O Banco Central já vinha aprimorando mecanismos de devolução no Pix, inclusive com o desenvolvimento de versões mais robustas do MED, voltadas a fraudes e falhas operacionais, justamente porque o combate ao golpe exige velocidade, cooperação e rastreabilidade. Sem isso, a resposta penal chega tarde demais para recuperar o dinheiro e, muitas vezes, apenas formaliza a punição depois que o dano já se consolidou.

Também é importante lembrar que a conta laranja não é um fenômeno isolado. Ela se conecta a fraudes na abertura de contas, à contratação de produtos financeiros com dados falsos, à engenharia social e ao uso de aplicativos e mensagens para induzir a vítima ao erro. Isso significa que o combate efetivo depende de uma combinação de direito penal, supervisão bancária, inteligência transacional e educação financeira.

Ainda assim, a nova lei tem valor real. Ela corrige uma assimetria importante entre a sofisticação do cibercrime e a fragmentação da resposta estatal. Ao reconhecer a cessão de conta bancária como um comportamento penalmente relevante, o ordenamento passa a atacar não apenas o golpe, mas também a engrenagem que o sustenta. E isso importa muito, porque o cibercrime financeiro não sobrevive apenas de tecnologia; ele sobrevive de intermediação.

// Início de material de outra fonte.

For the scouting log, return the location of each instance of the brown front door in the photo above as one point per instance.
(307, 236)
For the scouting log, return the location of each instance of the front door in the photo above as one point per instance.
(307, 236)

O fraudador precisa de uma conta para receber, dispersar e ocultar. Se essa conta deixa de ser um recurso fácil e passa a ser um risco jurídico concreto, o ecossistema inteiro perde eficiência.

Um grande passo para a cibersegurança

A Lei 15.397/2026 não inaugura o combate às fraudes digitais no Brasil, mas eleva esse combate a um novo patamar. Ela endurece penas, amplia a repressão ao furto e à fraude eletrônica e, sobretudo, dá nome e consequência jurídica a uma peça-chave do crime financeiro contemporâneo: a conta laranja.

Essa escolha legislativa é relevante porque reconhece que, no cibercrime, o dinheiro precisa circular para o golpe se completar. Punir quem cede a conta significa atingir a infraestrutura de escoamento do ilícito e não apenas o momento visível da fraude. No longo prazo, o impacto da lei dependerá menos do seu texto isolado e mais da sua aplicação coordenada com bancos, reguladores e investigadores.

Mas a direção está correta: se o objetivo é enfraquecer fraudes e cibercrimes no setor financeiro, faz sentido atacar o ponto em que o crime se transforma em dinheiro utilizável. E é exatamente isso que a nova lei tenta fazer: tirar da conta laranja o papel de engrenagem discreta e colocá-la no centro da responsabilidade penal.